Hewitt pointed out that in general, you could do better than most other forecasters by favoring the status quo outcome.
I vaguely recall some academic work showing this to be true, or more generally if you’re predicting the variable X_t over time, the previous period’s value tends to be a better predictor than more complicated models. Can anyone confirm/deny my memory? And maybe provide a citation?
I vaguely recall some academic work showing this to be true, or more generally if you’re predicting the variable X_t over time, the previous period’s value tends to be a better predictor than more complicated models.
Most complicated models that I’m familiar with include both the previous value and other factors (since there is generally more going on than a random walk).

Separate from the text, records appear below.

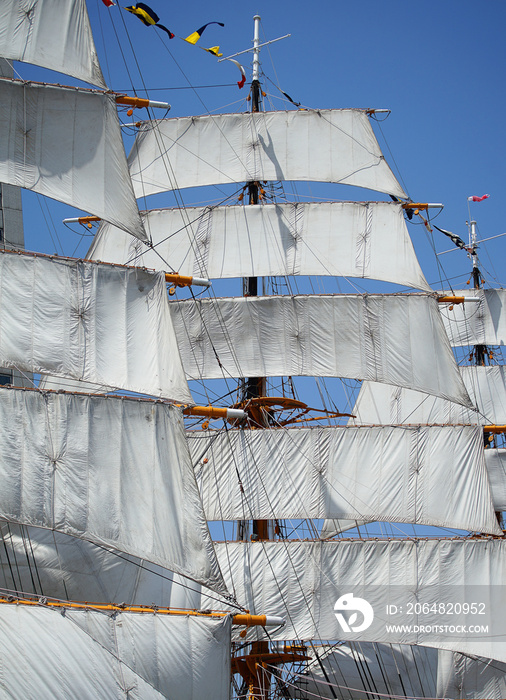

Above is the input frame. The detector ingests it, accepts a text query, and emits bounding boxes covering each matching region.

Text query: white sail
[0,0,106,88]
[128,109,408,199]
[0,251,192,403]
[208,539,506,663]
[485,448,506,511]
[0,524,202,609]
[0,604,231,700]
[0,387,226,593]
[88,201,430,290]
[437,649,506,699]
[460,365,506,424]
[320,519,367,538]
[349,378,482,425]
[289,643,438,699]
[170,293,471,405]
[440,289,506,346]
[0,78,146,241]
[320,449,506,535]
[190,425,500,533]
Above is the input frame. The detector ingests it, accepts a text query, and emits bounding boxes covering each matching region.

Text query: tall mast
[239,14,270,544]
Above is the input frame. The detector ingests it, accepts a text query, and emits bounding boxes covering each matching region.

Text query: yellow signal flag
[184,21,224,45]
[204,46,223,57]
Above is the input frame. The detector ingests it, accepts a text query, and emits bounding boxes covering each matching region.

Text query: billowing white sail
[0,387,225,593]
[289,643,438,699]
[437,649,506,699]
[0,524,202,609]
[170,293,471,405]
[0,0,106,88]
[88,201,430,290]
[0,79,146,240]
[0,604,231,700]
[129,110,408,199]
[440,289,506,346]
[208,539,506,663]
[0,251,192,403]
[190,425,500,533]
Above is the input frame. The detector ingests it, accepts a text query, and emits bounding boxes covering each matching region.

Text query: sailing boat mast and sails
[0,1,504,698]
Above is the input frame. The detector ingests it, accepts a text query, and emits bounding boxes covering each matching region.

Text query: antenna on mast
[218,17,290,111]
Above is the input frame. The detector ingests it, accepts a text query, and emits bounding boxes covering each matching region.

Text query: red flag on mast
[468,194,490,202]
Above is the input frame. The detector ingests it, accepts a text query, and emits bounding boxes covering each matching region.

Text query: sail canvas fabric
[0,388,226,593]
[350,365,506,426]
[440,289,506,346]
[170,293,471,406]
[437,649,506,699]
[189,424,501,534]
[89,201,431,290]
[0,604,231,700]
[485,448,506,511]
[320,519,370,538]
[0,251,192,402]
[0,0,106,88]
[349,364,506,426]
[460,365,506,424]
[0,79,146,241]
[322,447,506,537]
[209,539,506,663]
[128,110,407,199]
[0,524,202,609]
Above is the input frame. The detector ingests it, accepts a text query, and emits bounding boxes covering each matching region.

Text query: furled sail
[0,0,106,88]
[189,424,500,534]
[0,251,192,403]
[440,289,506,346]
[170,293,471,405]
[0,524,202,609]
[207,539,506,663]
[437,649,506,699]
[88,201,430,290]
[289,643,438,699]
[0,603,231,700]
[0,387,226,593]
[128,109,408,199]
[0,78,146,240]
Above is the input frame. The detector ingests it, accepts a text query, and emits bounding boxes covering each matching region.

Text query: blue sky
[16,0,505,292]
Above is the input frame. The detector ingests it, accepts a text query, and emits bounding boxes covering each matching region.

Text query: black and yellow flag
[185,22,224,44]
[204,46,223,57]
[125,3,174,38]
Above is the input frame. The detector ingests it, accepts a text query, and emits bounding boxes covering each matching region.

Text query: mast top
[252,15,261,84]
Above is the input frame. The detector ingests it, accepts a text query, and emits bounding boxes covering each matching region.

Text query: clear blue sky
[16,0,505,294]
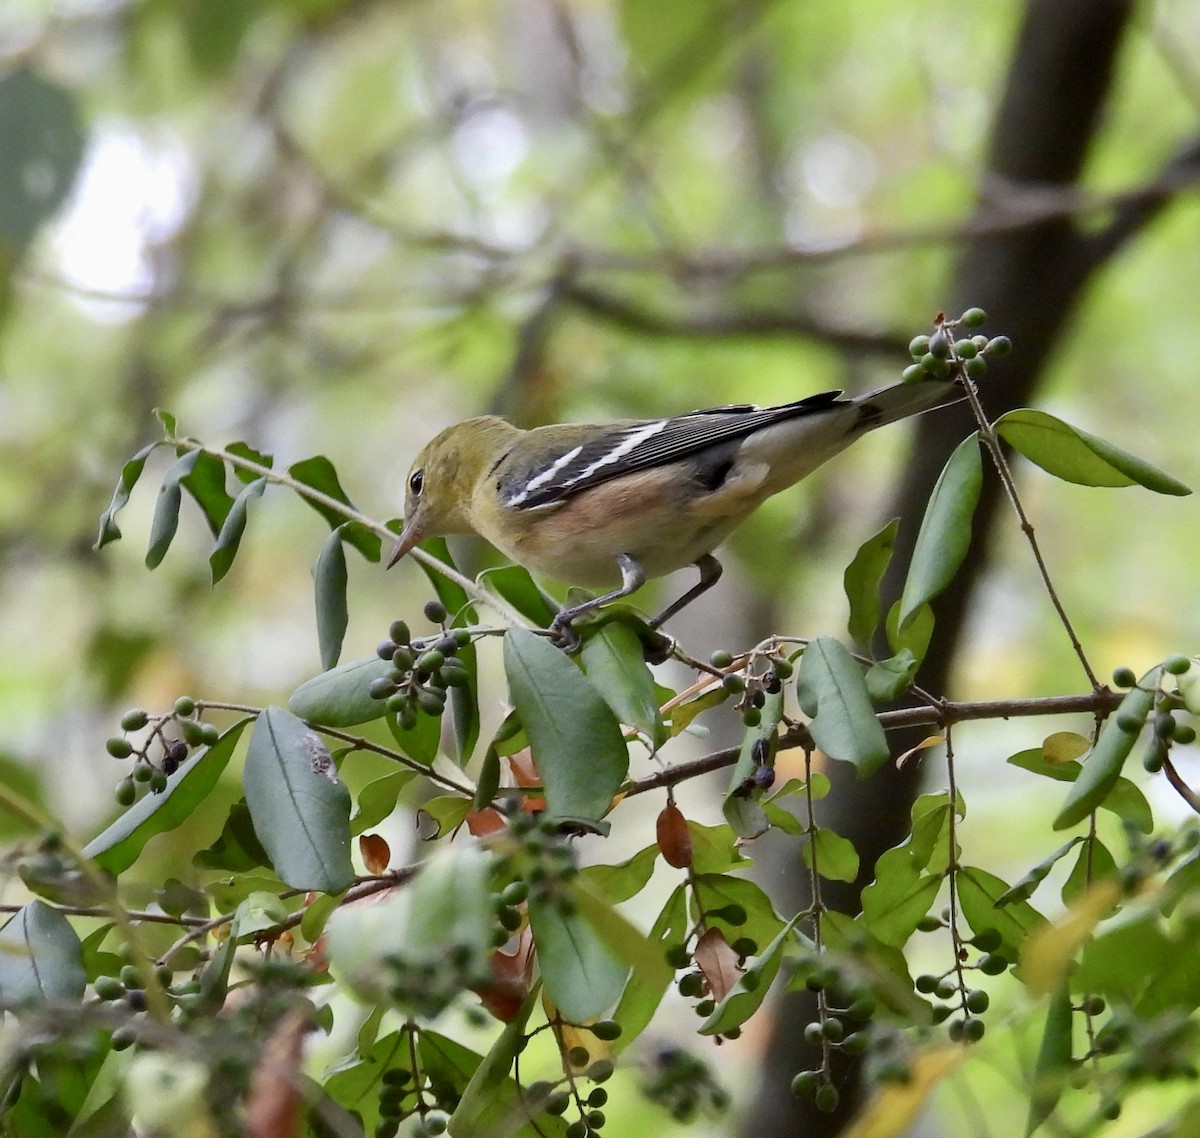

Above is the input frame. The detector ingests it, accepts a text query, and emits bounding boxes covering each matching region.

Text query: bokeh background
[2,1,1199,1134]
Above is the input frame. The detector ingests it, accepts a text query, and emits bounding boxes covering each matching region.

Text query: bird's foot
[548,615,582,653]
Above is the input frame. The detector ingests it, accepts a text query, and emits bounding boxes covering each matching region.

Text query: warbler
[387,376,962,644]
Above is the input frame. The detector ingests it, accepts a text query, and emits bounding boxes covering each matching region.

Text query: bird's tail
[853,377,965,432]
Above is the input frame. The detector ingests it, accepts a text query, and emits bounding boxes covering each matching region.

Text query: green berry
[501,881,528,905]
[916,915,944,932]
[920,354,951,378]
[847,996,876,1021]
[198,722,219,746]
[915,973,938,994]
[377,640,397,660]
[1154,711,1177,740]
[417,689,447,716]
[927,329,951,359]
[416,649,445,673]
[94,975,124,1000]
[115,778,136,806]
[821,1017,844,1042]
[369,677,396,700]
[695,998,715,1017]
[908,335,931,359]
[983,335,1012,357]
[791,1070,819,1098]
[814,1084,839,1113]
[181,719,208,747]
[586,1110,606,1130]
[965,989,990,1014]
[391,646,415,670]
[133,763,153,783]
[803,1022,823,1046]
[953,339,978,358]
[842,1031,870,1055]
[1116,711,1146,734]
[591,1019,622,1041]
[935,978,957,1000]
[1143,742,1166,773]
[665,944,691,969]
[425,1112,448,1136]
[586,1059,614,1082]
[901,363,927,384]
[742,709,761,728]
[965,356,988,379]
[722,673,745,694]
[173,696,195,717]
[1174,724,1196,745]
[1112,666,1137,689]
[960,307,987,327]
[544,1091,570,1115]
[120,709,149,732]
[961,1017,985,1042]
[1164,654,1191,675]
[978,953,1008,976]
[149,769,168,793]
[1083,995,1106,1016]
[389,620,411,645]
[105,737,133,759]
[710,649,733,668]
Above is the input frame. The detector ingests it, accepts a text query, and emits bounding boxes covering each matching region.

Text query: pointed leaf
[95,441,160,549]
[1025,984,1074,1136]
[1054,677,1156,830]
[314,528,349,671]
[210,476,266,583]
[242,707,354,893]
[956,866,1046,961]
[503,629,627,824]
[995,838,1084,907]
[527,894,627,1023]
[844,518,899,650]
[898,433,982,628]
[288,456,381,560]
[860,847,941,947]
[83,721,249,874]
[581,620,665,745]
[145,451,200,568]
[289,656,394,728]
[0,900,85,1007]
[804,827,861,883]
[996,409,1191,495]
[180,450,234,535]
[351,771,417,836]
[795,636,889,775]
[478,565,559,627]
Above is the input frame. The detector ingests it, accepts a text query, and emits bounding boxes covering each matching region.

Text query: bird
[387,375,963,647]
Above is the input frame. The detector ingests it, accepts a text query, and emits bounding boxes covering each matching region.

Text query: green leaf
[289,655,394,728]
[581,620,665,745]
[570,881,673,992]
[287,455,382,560]
[865,649,919,703]
[995,409,1191,496]
[580,845,660,904]
[996,838,1084,907]
[145,451,200,568]
[956,866,1046,961]
[886,597,934,662]
[242,707,354,893]
[0,901,85,1007]
[314,527,349,671]
[0,66,85,256]
[723,687,783,839]
[351,771,417,836]
[478,564,559,627]
[687,821,752,874]
[700,916,799,1036]
[1025,984,1075,1137]
[898,433,982,628]
[669,686,728,736]
[180,450,234,536]
[804,828,860,884]
[860,847,941,948]
[795,637,889,776]
[1061,837,1118,905]
[95,442,161,549]
[1054,677,1157,830]
[418,795,473,838]
[844,518,899,650]
[209,476,266,583]
[612,885,688,1051]
[688,874,784,949]
[1009,749,1154,833]
[192,799,270,872]
[452,987,540,1137]
[503,629,628,825]
[528,893,628,1023]
[226,440,274,482]
[83,720,249,874]
[386,701,442,766]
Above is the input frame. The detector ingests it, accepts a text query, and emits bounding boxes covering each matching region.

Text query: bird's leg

I vaguely recall some academic work showing this to be true, or more generally if you’re predicting the variable X_t over time, the previous period’s value tends to be a better predictor than more complicated models. Can anyone confirm/deny my memory? And maybe provide a citation?
This is a theme of multiple papers in the 2001 anthology Principles of Forecasting (a PDF of which is findable online), to give a specific citation.
Thanks! That’s exactly the sort of thing I was looking for, and maybe remembering.
These get called AR(1) models, for autoregressive 1.
Most complicated models that I’m familiar with include both the previous value and other factors (since there is generally more going on than a random walk).